Die Vermietungsleistung erreicht 18.300 m² (H1 2025: 40.460 m²). Die EPRA-Leerstandsquote steigt auf 21,5 Prozent (31.12.2025: 16,4 Prozent). Die durchschnittliche Restlaufzeit der Mietverträge (WALT) des gesamten Portfolios erhöht sich nach Mietvertragsabschlüssen auf 5,0 Jahren (31.12.2025: 4,7 Jahre).

„Die besser als erwartete Entwicklung im ersten Halbjahr zeigt, dass DEMIRE die Portfoliotransformation auch in einem anspruchsvollen Marktumfeld konsequent umsetzt. Im zweiten Halbjahr richten wir unseren Fokus klar auf die Vermietungsleistung und die operative Stabilisierung des Portfolios. Auf Basis der erreichten Ergebnisse und unserer aktuellen Einschätzung des weiteren Geschäftsverlaufs heben wir die Prognose für 2026 an“, erklärt Dr. Dirk Rüffel, CEO der DEMIRE.

Sinkende Fremdkapitalkosten durch frühzeitige Refinanzierungsmaßnahmen
Die durchschnittlichen nominalen Fremdkapitalkosten sanken im Berichtszeitraum leicht auf 4,74 Prozent pro Jahr (31.12.2025: 4,83 %). Der Nettoverschuldungsgrad (Net-LTV) lag bei 42,4 Prozent und damit leicht oberhalb des Jahresendwertes von 2025 (41,8 Prozent). Die liquiden Mittel sanken zum Stichtag auf EUR 44,4 Mio. (31.12.2025: EUR 54,2 Mio.).

„Unsere vorausschauende Finanzierungsstrategie zahlt sich aus: Durch frühzeitige Refinanzierungsmaßnahmen konnten wir die durchschnittlichen Fremdkapitalkosten weiter senken und gleichzeitig unsere Finanzierungsstruktur nachhaltig stärken. Die aktuell in Umsetzung befindlichen Immobilienverkäufe werden zusätzliche Liquidität generieren und zur Reduzierung der Verschuldung beitragen“, erläutert Tim Brückner, CFO der DEMIRE.

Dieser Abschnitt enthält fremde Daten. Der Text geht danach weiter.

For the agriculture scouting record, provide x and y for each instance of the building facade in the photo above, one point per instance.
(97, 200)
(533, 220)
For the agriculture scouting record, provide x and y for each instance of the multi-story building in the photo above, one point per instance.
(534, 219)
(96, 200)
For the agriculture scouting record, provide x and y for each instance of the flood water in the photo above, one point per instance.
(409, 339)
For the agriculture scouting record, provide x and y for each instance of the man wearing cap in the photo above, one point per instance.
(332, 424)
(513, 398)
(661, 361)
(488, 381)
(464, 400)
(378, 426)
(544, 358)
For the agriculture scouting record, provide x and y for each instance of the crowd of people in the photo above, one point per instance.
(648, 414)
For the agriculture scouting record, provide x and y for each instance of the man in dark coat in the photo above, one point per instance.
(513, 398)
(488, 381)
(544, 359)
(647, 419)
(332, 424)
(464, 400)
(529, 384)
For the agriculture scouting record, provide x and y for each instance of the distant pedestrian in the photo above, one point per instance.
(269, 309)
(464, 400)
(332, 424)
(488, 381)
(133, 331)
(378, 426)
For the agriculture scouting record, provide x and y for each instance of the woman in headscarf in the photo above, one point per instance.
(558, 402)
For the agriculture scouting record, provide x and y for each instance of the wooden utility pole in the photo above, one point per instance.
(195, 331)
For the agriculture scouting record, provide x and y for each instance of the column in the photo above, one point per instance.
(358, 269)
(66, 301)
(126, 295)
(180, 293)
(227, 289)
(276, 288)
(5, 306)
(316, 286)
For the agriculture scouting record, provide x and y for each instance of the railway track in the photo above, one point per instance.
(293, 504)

Prognose für das Jahr 2026 angehoben

Auf Basis der besser als erwarteten Entwicklung im ersten Halbjahr 2026 und der aktuellen Einschätzung des weiteren Geschäftsverlaufs hebt der Vorstand die Prognose für das Geschäftsjahr 2026 an. Erwartet werden nun Mieterträge von EUR 42,5 bis 44,5 Mio. gegenüber zuvor EUR 41,5 bis 43,5 Mio. sowie FFO I nach Steuern, vor Minderheiten und Zinsen auf Gesellschafterdarlehen von EUR 0,5 bis 2,5 Mio. gegenüber zuvor EUR -1,0 bis 1,0 Mio. Im Geschäftsjahr 2025 lagen die Mieterträge bei EUR 53,5 Mio. und die FFO I bei EUR 10,1 Mio.